The last bastions of sympathy for her former mentor had held out stubbornly, but that was then and this was now, and now it was oh so easy to just let go.

He was saying something until he wasn't, the flick of a radio knob all it took to leave her with only the sound of thunder and the roar of jets. She was detached; a spectator to herself, adrift on the breeze, as the grasping claws of instinct and training took control from the hands of her hesitating, conscious mind.

They turned to face each other as the separation grew, both watching the other's wings. Watching the pylons. Watching for the telltale smoke trail of a heat-seeking missile. She did not leave him waiting long. She watched herself pull the trigger as a Sidewinder slid off the rail under rocket power, beelining right for his plane.

He would have had some snarling commentary. She knew he would. She couldn't bring herself to hear it anymore. In place of it, his answer was a salvo of two missiles— a rebuttal and a rebuke. She watched her missile go up in flames early, and watched as the dot in her vision grew and grew, her hands already working on a counter of her own. They flew closer and closer to guns range, a heater of her own flying at the inbound missile.

She watched as her HUD projected the guns pipper, tracing its lead-indicator across the sky. The clap of thunder shook the world as her airframe shook under the stress of the gun. She wanted to scream but she was not in charge of her body. She had let go. It was trancelike, lucid, watching and feeling the world beyond her control. Feeling the airframe shake and shudder as twenty-millimeter rounds hit the aft. Hearing as alarms blared. LEFT ENGINE FIRE, it called. LEFT ENGINE FIRE. She pulled the extinguisher on instinct and cut the throttle.

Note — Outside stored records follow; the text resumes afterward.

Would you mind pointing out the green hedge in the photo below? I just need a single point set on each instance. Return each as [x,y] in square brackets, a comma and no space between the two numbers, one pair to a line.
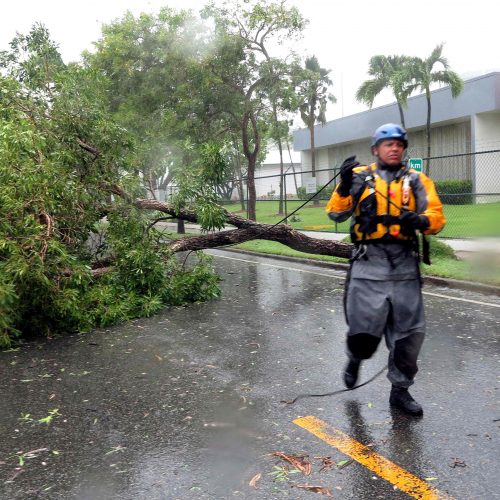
[324,195]
[455,192]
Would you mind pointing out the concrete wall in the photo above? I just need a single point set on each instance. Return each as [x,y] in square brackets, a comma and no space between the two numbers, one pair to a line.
[267,180]
[480,95]
[487,166]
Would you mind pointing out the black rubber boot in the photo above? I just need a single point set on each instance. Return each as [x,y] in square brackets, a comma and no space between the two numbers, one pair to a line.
[351,373]
[401,398]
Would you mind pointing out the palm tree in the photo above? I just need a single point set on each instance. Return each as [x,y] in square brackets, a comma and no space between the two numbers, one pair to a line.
[314,95]
[424,76]
[392,72]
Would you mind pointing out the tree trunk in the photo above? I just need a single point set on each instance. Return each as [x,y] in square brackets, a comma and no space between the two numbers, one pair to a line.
[313,159]
[428,132]
[251,156]
[252,195]
[246,230]
[282,178]
[401,114]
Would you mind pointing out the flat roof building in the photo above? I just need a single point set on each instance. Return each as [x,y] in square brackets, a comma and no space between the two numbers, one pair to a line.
[470,123]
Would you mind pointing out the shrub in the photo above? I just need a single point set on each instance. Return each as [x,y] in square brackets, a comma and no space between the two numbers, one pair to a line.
[455,192]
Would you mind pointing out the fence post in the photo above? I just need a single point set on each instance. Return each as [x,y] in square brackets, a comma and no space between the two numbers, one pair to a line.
[284,191]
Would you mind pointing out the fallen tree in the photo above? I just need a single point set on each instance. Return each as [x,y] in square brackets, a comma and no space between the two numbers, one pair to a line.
[245,230]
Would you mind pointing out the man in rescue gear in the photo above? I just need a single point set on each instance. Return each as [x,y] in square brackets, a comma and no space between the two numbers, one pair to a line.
[388,203]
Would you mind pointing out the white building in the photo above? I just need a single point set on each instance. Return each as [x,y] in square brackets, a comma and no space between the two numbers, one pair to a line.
[468,124]
[267,175]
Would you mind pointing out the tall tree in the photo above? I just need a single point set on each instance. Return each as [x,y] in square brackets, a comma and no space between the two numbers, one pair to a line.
[426,74]
[388,72]
[314,95]
[253,77]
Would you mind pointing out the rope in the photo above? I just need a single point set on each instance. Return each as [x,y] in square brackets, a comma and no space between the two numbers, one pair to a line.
[334,393]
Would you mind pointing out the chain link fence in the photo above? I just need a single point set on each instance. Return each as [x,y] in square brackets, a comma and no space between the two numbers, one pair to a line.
[468,185]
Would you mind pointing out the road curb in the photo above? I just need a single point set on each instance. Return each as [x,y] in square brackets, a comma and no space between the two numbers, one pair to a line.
[470,286]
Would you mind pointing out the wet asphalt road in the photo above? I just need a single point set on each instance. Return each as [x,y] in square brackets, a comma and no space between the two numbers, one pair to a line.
[188,404]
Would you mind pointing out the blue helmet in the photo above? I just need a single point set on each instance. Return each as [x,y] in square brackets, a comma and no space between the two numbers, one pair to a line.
[390,131]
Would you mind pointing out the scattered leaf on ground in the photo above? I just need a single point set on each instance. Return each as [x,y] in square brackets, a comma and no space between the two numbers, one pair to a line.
[315,489]
[299,462]
[326,463]
[344,463]
[254,480]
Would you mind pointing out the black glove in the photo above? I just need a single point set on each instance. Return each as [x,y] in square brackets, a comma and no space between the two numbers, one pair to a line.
[410,221]
[346,175]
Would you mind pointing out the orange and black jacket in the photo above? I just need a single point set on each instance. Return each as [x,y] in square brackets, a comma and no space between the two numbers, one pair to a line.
[375,204]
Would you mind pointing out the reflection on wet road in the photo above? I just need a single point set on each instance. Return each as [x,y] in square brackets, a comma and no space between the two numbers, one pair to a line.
[187,404]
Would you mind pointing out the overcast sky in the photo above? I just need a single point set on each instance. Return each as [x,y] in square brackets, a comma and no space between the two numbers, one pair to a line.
[343,34]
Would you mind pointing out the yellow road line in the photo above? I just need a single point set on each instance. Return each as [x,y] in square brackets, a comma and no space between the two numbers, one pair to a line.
[405,481]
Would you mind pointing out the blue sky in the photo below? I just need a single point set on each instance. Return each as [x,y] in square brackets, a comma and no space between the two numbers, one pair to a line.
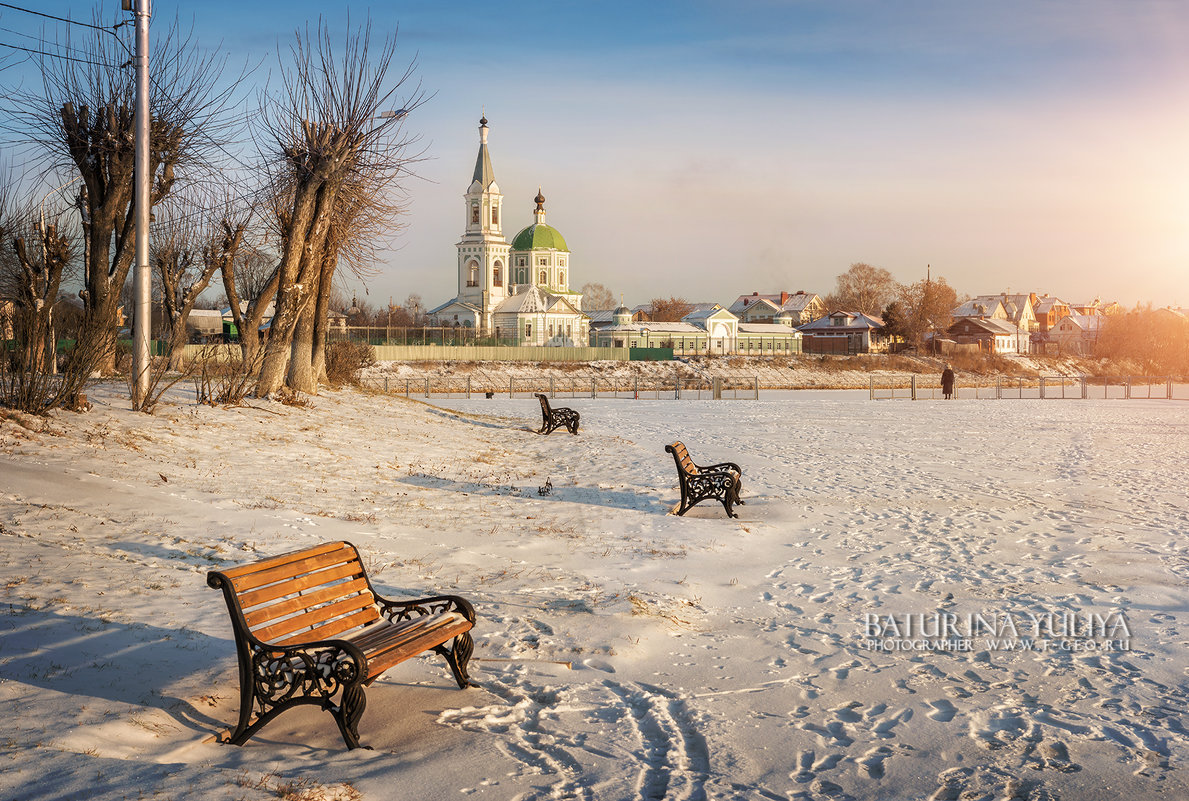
[713,149]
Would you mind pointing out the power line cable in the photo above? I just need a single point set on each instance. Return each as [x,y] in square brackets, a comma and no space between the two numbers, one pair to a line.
[54,55]
[64,19]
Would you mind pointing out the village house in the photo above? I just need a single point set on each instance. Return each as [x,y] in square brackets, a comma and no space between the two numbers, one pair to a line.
[1077,334]
[801,307]
[991,334]
[844,332]
[1014,310]
[710,329]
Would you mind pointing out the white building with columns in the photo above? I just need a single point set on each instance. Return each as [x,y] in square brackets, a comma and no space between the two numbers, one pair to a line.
[511,292]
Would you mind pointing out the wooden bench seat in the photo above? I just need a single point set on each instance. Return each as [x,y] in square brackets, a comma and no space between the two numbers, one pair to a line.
[699,483]
[309,626]
[554,418]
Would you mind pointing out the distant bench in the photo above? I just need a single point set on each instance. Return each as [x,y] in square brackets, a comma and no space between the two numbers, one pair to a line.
[700,483]
[308,624]
[554,418]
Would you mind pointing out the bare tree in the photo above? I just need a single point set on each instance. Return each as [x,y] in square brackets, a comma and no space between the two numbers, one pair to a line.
[597,297]
[924,307]
[862,288]
[670,310]
[337,157]
[81,121]
[190,245]
[31,275]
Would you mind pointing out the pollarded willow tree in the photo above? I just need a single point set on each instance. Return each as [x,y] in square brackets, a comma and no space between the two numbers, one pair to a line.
[339,144]
[192,241]
[81,124]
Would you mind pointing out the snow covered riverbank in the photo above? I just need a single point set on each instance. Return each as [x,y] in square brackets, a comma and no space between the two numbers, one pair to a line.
[623,653]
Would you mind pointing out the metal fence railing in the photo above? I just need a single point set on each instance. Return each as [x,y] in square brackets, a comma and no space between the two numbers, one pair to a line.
[1043,388]
[561,386]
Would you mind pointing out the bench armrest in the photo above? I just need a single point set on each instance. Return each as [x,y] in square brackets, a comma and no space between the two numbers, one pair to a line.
[407,610]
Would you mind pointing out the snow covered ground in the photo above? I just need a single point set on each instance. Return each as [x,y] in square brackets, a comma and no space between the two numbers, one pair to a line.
[623,653]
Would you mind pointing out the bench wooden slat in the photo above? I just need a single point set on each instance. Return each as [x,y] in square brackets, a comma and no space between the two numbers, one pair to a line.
[284,559]
[265,594]
[288,606]
[332,619]
[293,569]
[333,630]
[385,657]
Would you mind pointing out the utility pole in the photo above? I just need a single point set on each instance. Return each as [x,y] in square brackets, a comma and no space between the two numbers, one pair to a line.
[142,281]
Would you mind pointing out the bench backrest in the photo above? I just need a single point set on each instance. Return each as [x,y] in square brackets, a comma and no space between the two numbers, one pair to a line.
[681,455]
[318,593]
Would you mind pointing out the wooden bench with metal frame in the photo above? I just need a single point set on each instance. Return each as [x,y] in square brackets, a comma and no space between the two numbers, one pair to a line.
[700,483]
[554,418]
[309,625]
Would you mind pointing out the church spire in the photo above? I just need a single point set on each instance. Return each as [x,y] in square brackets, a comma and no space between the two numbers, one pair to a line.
[483,171]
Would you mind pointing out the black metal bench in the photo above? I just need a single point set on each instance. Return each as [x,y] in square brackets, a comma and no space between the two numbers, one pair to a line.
[308,626]
[554,418]
[700,483]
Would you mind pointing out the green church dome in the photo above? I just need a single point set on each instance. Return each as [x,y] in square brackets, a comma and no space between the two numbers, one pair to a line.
[539,235]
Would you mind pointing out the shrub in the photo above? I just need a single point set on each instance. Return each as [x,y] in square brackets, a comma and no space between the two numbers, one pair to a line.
[344,360]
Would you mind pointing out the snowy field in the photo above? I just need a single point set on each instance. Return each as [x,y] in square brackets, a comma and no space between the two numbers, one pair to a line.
[622,653]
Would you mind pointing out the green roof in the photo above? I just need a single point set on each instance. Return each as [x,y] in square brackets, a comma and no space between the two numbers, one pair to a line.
[539,235]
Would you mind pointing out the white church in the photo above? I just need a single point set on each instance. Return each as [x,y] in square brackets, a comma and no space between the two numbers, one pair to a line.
[517,292]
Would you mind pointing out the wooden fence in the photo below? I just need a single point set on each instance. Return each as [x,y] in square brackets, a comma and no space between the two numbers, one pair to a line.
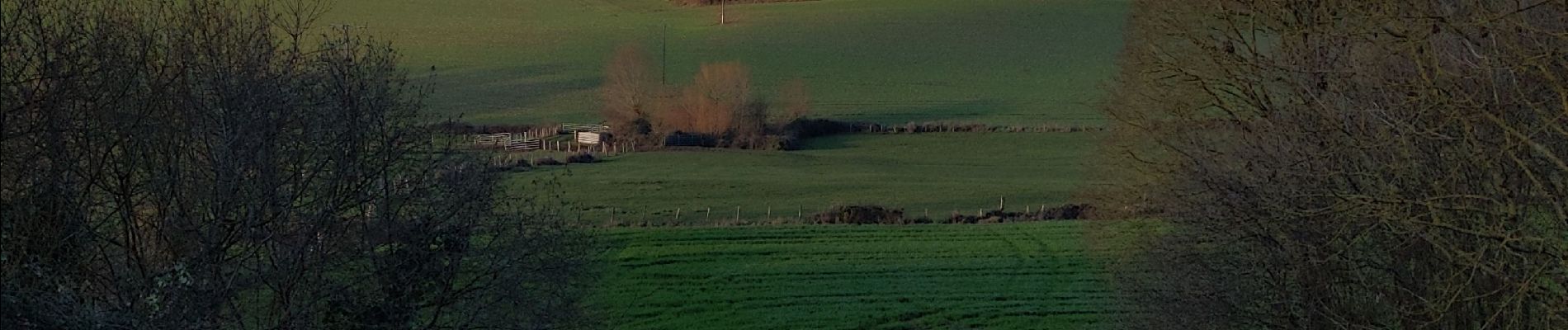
[573,129]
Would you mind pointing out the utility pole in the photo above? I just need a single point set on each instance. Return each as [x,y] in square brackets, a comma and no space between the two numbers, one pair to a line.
[664,57]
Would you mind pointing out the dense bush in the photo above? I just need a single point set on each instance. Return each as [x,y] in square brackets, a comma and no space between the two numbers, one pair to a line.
[860,214]
[548,162]
[224,165]
[1344,163]
[582,158]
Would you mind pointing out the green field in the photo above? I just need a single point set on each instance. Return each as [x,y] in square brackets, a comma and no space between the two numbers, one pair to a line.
[937,172]
[1001,61]
[1003,276]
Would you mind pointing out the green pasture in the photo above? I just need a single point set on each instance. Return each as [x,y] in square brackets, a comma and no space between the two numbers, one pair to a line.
[998,61]
[932,172]
[1001,276]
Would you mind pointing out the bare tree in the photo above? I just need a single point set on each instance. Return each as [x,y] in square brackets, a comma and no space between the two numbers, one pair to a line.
[1346,165]
[205,165]
[629,91]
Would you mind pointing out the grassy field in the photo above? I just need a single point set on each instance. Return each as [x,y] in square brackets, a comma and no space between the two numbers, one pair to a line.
[1001,61]
[1003,276]
[935,171]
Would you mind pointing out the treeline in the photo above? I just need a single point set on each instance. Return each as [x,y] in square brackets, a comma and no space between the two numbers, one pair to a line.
[1344,163]
[719,105]
[226,165]
[716,2]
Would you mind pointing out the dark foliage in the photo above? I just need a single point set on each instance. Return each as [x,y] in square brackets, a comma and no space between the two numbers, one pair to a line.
[582,158]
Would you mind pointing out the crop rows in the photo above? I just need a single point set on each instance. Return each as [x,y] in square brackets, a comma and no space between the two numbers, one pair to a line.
[1004,276]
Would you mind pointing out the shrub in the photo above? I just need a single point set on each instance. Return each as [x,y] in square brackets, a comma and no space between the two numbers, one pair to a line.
[548,162]
[862,214]
[582,158]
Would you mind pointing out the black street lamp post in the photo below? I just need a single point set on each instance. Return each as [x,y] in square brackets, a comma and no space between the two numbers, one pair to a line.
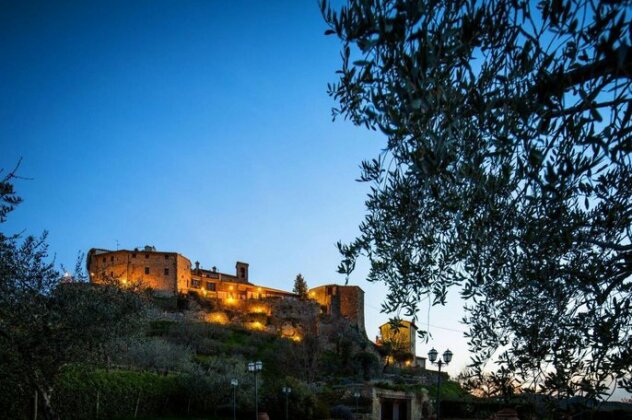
[255,367]
[447,358]
[234,383]
[286,390]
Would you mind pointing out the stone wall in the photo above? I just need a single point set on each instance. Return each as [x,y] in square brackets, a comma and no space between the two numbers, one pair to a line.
[341,302]
[160,271]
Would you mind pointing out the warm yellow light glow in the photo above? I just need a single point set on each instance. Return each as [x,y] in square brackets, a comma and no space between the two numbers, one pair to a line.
[259,310]
[217,318]
[256,325]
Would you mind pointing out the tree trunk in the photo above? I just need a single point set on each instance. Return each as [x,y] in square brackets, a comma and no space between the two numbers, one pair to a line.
[46,393]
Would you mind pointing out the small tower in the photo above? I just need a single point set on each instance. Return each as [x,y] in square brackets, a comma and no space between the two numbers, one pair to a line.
[241,269]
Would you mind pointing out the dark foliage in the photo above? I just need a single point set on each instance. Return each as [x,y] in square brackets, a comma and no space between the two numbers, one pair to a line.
[506,174]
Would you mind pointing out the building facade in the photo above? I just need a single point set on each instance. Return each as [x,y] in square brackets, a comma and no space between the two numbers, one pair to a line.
[341,301]
[169,273]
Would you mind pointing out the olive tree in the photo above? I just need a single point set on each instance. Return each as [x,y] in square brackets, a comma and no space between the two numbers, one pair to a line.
[47,322]
[506,174]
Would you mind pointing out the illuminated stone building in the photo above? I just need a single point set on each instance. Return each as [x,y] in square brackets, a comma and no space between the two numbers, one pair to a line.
[169,273]
[402,338]
[341,301]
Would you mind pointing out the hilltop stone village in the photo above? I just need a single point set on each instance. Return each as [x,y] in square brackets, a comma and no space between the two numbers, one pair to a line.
[330,311]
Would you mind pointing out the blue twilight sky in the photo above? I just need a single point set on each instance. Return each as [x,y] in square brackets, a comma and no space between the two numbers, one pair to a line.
[198,127]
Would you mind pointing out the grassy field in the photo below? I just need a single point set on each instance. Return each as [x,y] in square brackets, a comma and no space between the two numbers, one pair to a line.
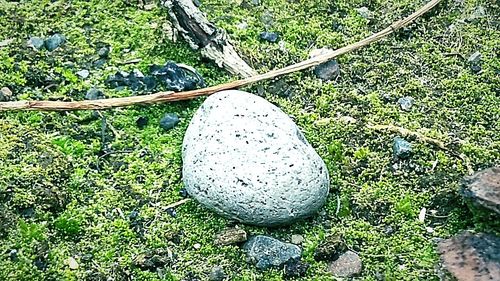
[70,190]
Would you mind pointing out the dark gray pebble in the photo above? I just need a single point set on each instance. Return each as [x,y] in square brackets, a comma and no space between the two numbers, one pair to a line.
[269,36]
[401,148]
[169,121]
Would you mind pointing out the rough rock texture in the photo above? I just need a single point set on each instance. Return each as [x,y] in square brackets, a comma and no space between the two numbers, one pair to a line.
[246,159]
[347,265]
[483,188]
[266,252]
[474,257]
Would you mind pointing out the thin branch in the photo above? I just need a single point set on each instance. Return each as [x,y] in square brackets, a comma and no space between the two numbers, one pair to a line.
[406,132]
[171,96]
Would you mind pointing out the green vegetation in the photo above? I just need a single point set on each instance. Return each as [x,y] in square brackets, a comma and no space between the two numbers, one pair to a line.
[66,193]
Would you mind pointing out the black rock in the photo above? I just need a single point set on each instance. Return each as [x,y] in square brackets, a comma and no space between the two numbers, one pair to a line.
[94,94]
[197,3]
[406,103]
[217,274]
[142,122]
[327,71]
[133,215]
[40,263]
[483,189]
[100,63]
[169,121]
[476,68]
[347,265]
[295,269]
[183,193]
[266,252]
[103,52]
[401,148]
[470,254]
[54,41]
[5,94]
[36,42]
[177,79]
[269,36]
[329,249]
[13,255]
[475,58]
[172,212]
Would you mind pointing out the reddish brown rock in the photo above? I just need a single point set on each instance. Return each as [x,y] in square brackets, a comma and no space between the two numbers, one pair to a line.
[471,257]
[483,188]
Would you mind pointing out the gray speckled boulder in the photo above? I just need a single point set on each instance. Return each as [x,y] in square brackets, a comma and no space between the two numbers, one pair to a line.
[247,160]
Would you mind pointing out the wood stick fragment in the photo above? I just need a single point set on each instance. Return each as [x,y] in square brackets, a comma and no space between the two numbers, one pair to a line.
[405,132]
[171,96]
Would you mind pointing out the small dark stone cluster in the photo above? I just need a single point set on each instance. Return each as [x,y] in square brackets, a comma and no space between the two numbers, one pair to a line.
[269,36]
[171,77]
[401,148]
[51,43]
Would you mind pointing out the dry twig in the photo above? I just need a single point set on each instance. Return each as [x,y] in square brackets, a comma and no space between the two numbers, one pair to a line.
[171,96]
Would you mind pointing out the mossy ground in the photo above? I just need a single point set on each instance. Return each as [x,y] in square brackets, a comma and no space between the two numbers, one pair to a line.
[62,195]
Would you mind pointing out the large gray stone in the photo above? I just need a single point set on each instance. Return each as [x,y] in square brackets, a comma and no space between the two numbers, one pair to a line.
[247,160]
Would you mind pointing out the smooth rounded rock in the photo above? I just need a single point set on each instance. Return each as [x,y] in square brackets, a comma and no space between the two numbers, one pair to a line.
[246,159]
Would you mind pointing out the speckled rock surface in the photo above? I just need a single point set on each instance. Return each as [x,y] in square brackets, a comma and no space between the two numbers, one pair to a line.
[247,160]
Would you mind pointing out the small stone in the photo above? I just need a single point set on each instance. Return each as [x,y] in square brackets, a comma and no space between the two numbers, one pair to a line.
[169,121]
[329,249]
[247,160]
[171,212]
[295,269]
[94,94]
[364,12]
[347,265]
[401,148]
[406,103]
[319,52]
[267,19]
[103,52]
[470,256]
[6,42]
[13,255]
[72,263]
[297,239]
[327,71]
[197,3]
[231,236]
[242,25]
[149,7]
[269,36]
[142,122]
[475,57]
[479,12]
[483,189]
[266,252]
[280,88]
[217,274]
[5,94]
[476,68]
[36,43]
[84,74]
[183,193]
[54,41]
[99,63]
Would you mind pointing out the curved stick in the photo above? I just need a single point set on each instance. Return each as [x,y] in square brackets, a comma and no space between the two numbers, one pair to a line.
[172,96]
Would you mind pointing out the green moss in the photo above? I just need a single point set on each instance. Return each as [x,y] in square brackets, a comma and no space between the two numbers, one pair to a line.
[66,193]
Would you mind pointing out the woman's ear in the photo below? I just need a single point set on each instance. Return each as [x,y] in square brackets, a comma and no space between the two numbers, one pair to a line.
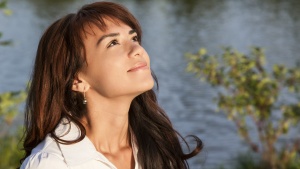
[79,85]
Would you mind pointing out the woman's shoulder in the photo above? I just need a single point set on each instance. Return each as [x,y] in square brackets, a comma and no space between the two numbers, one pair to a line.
[45,156]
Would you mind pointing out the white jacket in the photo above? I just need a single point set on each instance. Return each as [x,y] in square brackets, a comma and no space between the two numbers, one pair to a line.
[82,155]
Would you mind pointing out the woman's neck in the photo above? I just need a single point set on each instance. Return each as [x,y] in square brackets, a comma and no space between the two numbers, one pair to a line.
[106,124]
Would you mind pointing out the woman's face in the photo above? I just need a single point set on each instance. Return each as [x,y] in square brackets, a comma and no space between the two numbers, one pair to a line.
[117,65]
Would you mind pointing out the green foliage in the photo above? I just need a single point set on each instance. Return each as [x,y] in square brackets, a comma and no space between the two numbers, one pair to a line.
[249,91]
[5,11]
[9,106]
[10,151]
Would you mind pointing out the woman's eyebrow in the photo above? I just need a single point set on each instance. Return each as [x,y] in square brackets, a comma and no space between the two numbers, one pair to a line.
[106,36]
[132,31]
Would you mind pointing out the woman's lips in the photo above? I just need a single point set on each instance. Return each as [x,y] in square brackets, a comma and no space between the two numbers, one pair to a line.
[138,66]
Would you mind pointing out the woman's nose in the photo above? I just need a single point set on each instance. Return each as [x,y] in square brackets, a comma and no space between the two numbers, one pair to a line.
[136,50]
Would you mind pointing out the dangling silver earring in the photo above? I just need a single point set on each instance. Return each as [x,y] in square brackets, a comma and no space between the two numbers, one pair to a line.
[84,98]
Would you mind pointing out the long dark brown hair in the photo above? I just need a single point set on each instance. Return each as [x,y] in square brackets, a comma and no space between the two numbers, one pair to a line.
[60,56]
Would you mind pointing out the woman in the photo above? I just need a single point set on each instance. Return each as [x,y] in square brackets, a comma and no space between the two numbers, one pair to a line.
[91,103]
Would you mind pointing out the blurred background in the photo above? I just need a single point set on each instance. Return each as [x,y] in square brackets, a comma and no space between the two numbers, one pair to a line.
[171,28]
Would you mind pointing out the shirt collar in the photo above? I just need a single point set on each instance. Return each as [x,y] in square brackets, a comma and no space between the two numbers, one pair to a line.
[84,150]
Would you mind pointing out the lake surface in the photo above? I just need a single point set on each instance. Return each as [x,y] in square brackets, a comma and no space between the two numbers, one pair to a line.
[172,28]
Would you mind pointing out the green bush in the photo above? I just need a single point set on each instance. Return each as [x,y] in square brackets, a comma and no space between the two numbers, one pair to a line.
[247,91]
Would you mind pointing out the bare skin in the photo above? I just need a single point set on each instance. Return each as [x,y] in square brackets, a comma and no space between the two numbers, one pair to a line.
[118,70]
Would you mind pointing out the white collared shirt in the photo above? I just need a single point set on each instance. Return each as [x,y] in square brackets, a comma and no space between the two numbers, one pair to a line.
[82,155]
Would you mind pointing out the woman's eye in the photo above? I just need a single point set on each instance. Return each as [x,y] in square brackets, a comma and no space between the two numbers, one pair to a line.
[113,43]
[135,39]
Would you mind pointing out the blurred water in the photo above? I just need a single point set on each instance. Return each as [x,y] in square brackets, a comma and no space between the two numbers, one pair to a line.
[172,28]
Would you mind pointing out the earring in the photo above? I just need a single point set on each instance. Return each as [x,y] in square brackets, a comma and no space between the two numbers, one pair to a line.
[84,98]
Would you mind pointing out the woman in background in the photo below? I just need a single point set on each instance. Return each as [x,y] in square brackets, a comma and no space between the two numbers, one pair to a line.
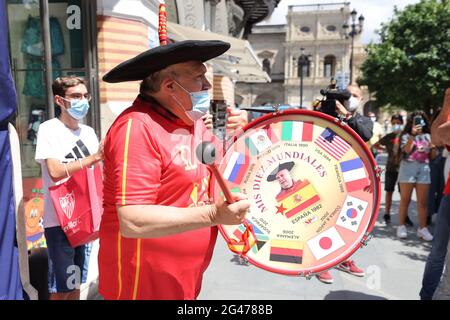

She watched as she locked eyes with Zmei one last time, took one last look at Lieutenant Colonel Aleksandr Privalov's face, and would never forget how quickly it was gone, in a single clap of blood and thunder.

The two planes, back to back upright in the sky, peeled away from each other, the flames of hell trailing off them both as one of them fell.

She came back to consciousness to the pattering rhythm of gentle rain.